BICUBIC SPLINE INTERPOLATION AS A METHOD FOR TREATMENT OF POTENTIAL FIELD DATA

Abstract

A method for the generation of bicubic spline functions is presented in this paper. From this method it becomes apparent that these functions derive their potential strength in accurate and reliable representation of two‐dimensional data by maintaining continuity of the variable and its slope and curvature throughout the area of observation. The results obtained by computing horizontal and vertical derivatives with model and field data illustrate the exceptional accuracy achieved with spline functions. The piecewise cubic polynomial functions expressing observed data analytically in space are used to estimate amplitude and phase spectra of magnetic anomalies.
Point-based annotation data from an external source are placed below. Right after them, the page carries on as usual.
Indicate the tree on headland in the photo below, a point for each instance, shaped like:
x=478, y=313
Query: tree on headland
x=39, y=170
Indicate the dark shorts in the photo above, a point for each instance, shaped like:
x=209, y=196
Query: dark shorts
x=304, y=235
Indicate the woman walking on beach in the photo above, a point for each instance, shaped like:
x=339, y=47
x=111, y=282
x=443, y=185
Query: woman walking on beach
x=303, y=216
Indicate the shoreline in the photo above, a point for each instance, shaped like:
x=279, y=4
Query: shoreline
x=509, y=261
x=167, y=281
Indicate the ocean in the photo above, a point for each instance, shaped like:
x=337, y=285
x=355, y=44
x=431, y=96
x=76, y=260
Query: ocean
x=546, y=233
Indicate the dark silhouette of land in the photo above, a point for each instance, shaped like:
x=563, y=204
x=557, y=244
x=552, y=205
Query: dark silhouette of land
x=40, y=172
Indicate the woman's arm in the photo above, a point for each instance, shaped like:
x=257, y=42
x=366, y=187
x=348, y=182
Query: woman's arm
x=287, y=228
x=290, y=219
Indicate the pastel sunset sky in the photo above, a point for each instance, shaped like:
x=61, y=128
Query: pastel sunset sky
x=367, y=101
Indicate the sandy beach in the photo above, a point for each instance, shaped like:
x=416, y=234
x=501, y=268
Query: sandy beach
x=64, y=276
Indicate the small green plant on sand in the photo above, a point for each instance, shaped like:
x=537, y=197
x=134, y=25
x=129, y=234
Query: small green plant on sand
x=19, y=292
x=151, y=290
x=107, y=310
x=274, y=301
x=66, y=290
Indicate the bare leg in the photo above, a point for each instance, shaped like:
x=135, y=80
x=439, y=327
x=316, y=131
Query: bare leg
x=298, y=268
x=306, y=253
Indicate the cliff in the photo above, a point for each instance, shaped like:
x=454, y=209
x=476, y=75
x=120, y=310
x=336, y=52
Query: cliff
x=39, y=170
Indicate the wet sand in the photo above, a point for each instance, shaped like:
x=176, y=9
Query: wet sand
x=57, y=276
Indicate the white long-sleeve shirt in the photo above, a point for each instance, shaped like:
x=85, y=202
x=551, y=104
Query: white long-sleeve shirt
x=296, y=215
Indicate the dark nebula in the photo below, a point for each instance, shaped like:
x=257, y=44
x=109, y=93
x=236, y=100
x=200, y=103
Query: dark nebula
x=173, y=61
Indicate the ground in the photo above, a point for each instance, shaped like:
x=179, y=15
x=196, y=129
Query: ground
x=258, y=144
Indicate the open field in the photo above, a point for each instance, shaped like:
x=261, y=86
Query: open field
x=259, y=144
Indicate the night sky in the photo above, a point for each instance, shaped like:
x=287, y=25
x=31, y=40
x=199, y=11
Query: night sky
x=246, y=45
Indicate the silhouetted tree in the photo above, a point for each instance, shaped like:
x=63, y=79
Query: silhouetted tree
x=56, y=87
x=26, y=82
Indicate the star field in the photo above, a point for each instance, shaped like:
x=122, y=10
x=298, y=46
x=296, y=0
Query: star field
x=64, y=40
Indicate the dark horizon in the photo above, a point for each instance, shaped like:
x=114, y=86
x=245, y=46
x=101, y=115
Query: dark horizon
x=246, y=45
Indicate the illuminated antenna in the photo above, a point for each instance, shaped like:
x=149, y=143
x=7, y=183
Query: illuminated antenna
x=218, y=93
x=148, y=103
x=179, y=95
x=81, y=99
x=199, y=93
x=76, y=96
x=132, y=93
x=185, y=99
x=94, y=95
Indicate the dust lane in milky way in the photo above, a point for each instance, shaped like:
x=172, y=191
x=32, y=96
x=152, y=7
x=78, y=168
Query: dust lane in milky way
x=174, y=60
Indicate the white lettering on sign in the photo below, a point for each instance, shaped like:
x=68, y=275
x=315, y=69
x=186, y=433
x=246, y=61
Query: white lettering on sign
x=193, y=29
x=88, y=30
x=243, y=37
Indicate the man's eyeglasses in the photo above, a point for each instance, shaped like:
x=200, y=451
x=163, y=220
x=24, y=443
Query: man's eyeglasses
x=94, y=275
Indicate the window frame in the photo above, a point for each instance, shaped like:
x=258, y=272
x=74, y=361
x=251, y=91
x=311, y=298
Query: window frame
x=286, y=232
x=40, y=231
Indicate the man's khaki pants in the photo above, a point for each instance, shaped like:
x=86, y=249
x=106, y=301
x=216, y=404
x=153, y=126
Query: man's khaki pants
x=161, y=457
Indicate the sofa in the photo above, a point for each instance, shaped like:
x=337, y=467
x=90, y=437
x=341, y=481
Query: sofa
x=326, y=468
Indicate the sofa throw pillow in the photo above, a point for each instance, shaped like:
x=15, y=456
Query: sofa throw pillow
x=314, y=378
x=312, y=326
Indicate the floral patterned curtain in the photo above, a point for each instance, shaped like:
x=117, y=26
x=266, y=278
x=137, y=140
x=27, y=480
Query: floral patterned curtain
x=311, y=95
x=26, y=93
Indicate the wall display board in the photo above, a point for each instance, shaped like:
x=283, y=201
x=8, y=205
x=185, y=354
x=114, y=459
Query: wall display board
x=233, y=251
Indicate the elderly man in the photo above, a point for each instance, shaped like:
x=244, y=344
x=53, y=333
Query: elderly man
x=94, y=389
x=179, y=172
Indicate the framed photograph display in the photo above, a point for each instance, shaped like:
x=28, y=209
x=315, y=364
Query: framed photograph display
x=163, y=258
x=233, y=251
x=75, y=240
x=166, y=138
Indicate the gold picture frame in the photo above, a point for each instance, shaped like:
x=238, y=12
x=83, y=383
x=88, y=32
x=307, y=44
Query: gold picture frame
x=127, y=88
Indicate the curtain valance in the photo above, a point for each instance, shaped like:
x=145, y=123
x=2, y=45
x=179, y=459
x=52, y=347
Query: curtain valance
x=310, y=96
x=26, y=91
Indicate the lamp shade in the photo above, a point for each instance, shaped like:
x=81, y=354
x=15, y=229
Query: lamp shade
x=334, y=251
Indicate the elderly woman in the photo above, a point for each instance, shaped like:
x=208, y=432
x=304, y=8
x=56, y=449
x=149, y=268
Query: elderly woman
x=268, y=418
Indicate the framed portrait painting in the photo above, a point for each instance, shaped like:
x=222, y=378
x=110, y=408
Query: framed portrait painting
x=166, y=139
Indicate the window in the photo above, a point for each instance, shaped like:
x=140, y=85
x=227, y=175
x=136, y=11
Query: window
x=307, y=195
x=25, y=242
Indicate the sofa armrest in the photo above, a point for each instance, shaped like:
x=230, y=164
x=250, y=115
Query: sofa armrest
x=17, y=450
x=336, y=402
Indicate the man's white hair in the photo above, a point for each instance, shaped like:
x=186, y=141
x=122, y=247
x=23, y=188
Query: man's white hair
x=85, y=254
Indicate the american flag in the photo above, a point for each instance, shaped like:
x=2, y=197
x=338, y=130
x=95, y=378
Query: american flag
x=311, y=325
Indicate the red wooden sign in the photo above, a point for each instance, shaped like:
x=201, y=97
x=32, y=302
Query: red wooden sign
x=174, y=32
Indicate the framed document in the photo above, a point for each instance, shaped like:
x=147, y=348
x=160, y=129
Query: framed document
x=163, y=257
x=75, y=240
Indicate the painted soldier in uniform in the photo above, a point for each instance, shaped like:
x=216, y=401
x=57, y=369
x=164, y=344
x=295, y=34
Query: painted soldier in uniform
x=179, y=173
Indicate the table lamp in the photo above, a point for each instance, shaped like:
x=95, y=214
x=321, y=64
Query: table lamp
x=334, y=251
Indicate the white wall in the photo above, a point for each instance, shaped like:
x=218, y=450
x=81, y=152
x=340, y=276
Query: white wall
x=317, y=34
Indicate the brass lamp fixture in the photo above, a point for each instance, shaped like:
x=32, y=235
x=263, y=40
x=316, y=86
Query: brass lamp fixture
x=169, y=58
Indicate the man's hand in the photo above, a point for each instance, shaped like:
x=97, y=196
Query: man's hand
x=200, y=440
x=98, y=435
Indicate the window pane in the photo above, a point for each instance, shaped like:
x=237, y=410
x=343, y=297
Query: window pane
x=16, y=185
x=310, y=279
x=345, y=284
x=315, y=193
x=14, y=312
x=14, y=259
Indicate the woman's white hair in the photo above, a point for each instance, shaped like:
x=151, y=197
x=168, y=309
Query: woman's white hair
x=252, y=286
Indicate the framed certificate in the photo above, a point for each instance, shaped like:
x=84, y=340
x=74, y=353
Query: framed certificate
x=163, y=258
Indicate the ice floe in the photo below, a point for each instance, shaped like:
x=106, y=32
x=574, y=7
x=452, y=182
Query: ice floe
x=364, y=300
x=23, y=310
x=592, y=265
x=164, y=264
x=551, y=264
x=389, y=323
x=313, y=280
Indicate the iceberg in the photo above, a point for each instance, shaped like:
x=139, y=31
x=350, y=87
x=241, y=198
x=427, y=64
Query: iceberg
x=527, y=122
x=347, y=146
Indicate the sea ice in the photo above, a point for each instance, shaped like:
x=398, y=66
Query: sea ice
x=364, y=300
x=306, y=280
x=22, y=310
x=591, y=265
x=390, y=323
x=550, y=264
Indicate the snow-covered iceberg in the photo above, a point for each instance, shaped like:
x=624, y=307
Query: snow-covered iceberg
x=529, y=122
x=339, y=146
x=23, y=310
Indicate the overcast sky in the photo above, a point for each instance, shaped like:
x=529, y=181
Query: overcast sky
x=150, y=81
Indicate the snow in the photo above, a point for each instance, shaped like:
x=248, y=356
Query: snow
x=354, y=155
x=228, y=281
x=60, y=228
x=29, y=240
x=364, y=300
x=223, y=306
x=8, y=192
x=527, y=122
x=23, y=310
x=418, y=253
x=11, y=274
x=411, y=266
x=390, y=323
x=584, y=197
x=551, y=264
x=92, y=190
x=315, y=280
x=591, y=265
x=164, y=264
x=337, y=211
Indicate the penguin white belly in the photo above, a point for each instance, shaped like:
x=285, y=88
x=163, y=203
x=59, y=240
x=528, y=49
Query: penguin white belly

At relatively long wavelengths the amplitude spectrum thus calculated displays remarkable similarity with the true spectrum and is found to be superior to that obtained with two‐dimensional Fourier series expansion. A cubic spline method is also presented for computing values of an observed variable at equispaced points along two orthogonal directions with the help of irregularly distributed data. The interpolation technique applied to field data shows high resolution by maintaining the separation of neighboring anomalies and the small‐scale features. The shapes, peaks, and troughs of both large and small amplitude anomalies are faithfully reproduced. The gradients of the magnetic field do not undergo any appreciable distortion. It can thus be concluded that cubic splines are a reliable and accurate method of interpolation.